You can add the below celery.py in the project directory (distributor) for the connectivity.

from __future__ import absolute_import, unicode_literals
from celery import Celery
app = Celery('distributor',
             broker='amqp://<user>:<password>@<ip>/<vhost>'),
             backend='amqp://',
             include=['distributor.tasks'])
app.conf.update(result_expires=3600,)
if __name__ == '__main__':
    app.start()

Here,
user - user name of broker machine that we have created
password - password of broker user
ip - IP of broker machine
vhost - virtual host of broker machine
distributor.tasks - distributor is the name of our project directory and tasks is the name of the Python file where we are going to add our tasks.

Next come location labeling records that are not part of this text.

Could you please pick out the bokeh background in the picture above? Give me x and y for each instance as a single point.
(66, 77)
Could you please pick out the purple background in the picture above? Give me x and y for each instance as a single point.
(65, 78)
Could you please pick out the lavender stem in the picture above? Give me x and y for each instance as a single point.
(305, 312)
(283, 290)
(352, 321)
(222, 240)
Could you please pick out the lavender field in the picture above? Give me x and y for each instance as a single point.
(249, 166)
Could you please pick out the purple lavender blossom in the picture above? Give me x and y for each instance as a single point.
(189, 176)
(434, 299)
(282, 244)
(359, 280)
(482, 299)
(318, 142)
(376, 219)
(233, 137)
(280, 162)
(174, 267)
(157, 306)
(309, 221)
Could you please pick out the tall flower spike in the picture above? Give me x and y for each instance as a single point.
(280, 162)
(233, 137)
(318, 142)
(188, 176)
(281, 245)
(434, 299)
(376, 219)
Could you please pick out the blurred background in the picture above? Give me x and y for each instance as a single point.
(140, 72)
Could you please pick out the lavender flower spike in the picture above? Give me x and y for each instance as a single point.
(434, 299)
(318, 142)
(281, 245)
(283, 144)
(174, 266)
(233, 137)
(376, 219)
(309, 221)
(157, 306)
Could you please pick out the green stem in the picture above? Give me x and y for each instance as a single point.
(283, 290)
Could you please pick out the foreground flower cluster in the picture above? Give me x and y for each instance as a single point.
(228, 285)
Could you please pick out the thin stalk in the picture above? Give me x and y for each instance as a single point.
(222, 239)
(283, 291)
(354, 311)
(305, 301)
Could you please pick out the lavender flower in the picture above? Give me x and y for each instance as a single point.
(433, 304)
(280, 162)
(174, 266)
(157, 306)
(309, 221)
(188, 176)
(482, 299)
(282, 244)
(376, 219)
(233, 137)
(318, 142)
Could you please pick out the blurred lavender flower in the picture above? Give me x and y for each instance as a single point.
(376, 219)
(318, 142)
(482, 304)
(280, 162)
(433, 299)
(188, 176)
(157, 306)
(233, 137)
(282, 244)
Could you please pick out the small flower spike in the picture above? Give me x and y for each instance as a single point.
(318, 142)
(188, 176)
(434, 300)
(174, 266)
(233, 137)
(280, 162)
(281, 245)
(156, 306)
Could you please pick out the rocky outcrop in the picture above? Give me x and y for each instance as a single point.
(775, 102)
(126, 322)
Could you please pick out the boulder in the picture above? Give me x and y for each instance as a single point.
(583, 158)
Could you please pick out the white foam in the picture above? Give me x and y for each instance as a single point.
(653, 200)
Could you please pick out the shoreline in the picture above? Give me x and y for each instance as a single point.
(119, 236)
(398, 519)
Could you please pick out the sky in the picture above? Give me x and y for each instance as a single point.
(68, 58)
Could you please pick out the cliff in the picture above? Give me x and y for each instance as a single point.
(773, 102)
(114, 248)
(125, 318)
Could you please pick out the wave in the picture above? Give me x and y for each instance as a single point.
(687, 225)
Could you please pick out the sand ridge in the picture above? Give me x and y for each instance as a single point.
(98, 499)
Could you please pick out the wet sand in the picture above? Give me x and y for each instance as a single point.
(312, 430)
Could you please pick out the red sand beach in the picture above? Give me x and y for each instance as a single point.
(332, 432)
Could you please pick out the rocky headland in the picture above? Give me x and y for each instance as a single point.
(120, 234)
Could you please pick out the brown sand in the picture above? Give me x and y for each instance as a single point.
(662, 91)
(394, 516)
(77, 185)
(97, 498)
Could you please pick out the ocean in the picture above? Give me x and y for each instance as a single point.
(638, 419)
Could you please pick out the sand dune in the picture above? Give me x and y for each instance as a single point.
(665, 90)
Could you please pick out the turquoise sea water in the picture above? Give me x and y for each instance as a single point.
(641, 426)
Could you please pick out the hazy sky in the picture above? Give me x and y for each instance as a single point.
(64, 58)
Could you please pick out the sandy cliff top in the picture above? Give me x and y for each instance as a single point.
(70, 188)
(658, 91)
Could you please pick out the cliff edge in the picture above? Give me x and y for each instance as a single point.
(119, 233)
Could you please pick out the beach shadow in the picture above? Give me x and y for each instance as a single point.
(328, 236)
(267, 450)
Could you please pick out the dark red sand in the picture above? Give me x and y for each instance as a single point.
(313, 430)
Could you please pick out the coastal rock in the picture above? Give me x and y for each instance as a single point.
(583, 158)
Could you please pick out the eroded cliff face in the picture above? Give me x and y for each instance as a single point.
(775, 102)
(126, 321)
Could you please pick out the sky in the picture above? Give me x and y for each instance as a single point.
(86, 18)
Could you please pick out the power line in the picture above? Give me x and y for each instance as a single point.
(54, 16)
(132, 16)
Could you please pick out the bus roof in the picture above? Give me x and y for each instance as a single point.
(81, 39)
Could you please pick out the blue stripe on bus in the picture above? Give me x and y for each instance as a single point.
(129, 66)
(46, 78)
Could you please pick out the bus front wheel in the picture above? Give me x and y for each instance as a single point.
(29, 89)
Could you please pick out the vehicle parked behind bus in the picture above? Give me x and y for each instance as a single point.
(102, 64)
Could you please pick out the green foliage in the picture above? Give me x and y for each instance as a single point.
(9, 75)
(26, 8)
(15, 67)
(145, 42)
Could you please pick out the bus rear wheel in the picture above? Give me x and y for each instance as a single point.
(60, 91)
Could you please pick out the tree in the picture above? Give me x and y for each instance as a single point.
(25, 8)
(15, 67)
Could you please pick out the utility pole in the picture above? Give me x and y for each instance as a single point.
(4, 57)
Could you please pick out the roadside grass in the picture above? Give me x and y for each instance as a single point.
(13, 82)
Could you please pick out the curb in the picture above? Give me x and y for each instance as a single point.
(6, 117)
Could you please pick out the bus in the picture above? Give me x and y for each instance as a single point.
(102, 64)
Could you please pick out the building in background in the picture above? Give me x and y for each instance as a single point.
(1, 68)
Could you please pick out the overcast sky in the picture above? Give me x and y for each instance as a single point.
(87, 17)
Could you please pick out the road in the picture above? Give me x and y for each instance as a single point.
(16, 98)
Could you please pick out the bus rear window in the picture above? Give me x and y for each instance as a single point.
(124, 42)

In tasks.py, we have the following simple Celery task.

from __future__ import absolute_import, unicode_literals
from .celery import app
from celery.utils.log import get_task_logger
from celery.backends.amqp import AMQPBackend
import time

log = get_task_logger(__name__)
@app.task(backend=AMQPBackend(app, url='amqp://'))
def add(x,y):
 log.info('Calling task add(%d, %d)'%(x,y))
 print('I am in task add')
 z = sum(x,y)
 return z
def sum(x, y):
 time.sleep(10)
 return(x+y)

You can add any Python function as a Celery task which you want to execute on multiple worker machines at the same time.

We have created the worker configuration and worker tasks; now it is time to start the worker.
To start the worker, we need to execute the following command from the project directory.

celery -A distributor worker -l info

Here,
celery - command
distributor - project directory
-l info - for logging option

After execution of this command, the worker will connect with the broker and always be ready for task execution.
You can set up multiple workers on the same machine with the following command.

worker1(cmd) : celery -A distributor worker -l info -n worker1%n
worker2(cmd) : celery -A distributor worker -l info -n worker2%n

If your tasks are difficult or take a lot of time, then it is better to have a single worker per machine.

Now we have broker and worker connectivity.
You can add any number of workers (depending on your tasks) to the broker with the same procedure and same configuration explained above.

3. Client:

We have a ready-to-use distributed architecture with broker and workers.
You can run the client on any machine to send tasks to the distributed system (broker and workers).
For demo purposes, I have the below client.
Add this script as client.py in the project directory (distributor) and run it.

from distributor.tasks import add
import time
task_ids = []
for i in range(20):
 print('Running : %d'%i)
 id = add.delay(5, i)
 task_ids.append(id)
for i in range(len(task_ids)):
 while not (task_ids[i].state == 'SUCCESS'):
  continue
 print(str(i) + ' : ' + str(task_ids[i].get()))

That’s it.
If you are having a big task which is running on single machine and takes too much time then you can make it distributed and reduce lot of time.

Monitoring:

For real-time monitoring of distributed architecture, tasks distributions, active running workers, active broker, you can install flower python package.
Flower is a web based tool for monitoring celery clusters, you can install it using simple following command.

pip install flower

After installation, you can run the server using following command.

flower -A proj --port=5555

Now, you can visit this URL http://localhost:5555 for monitoring celery clusters.

Fig2 : Celery Flower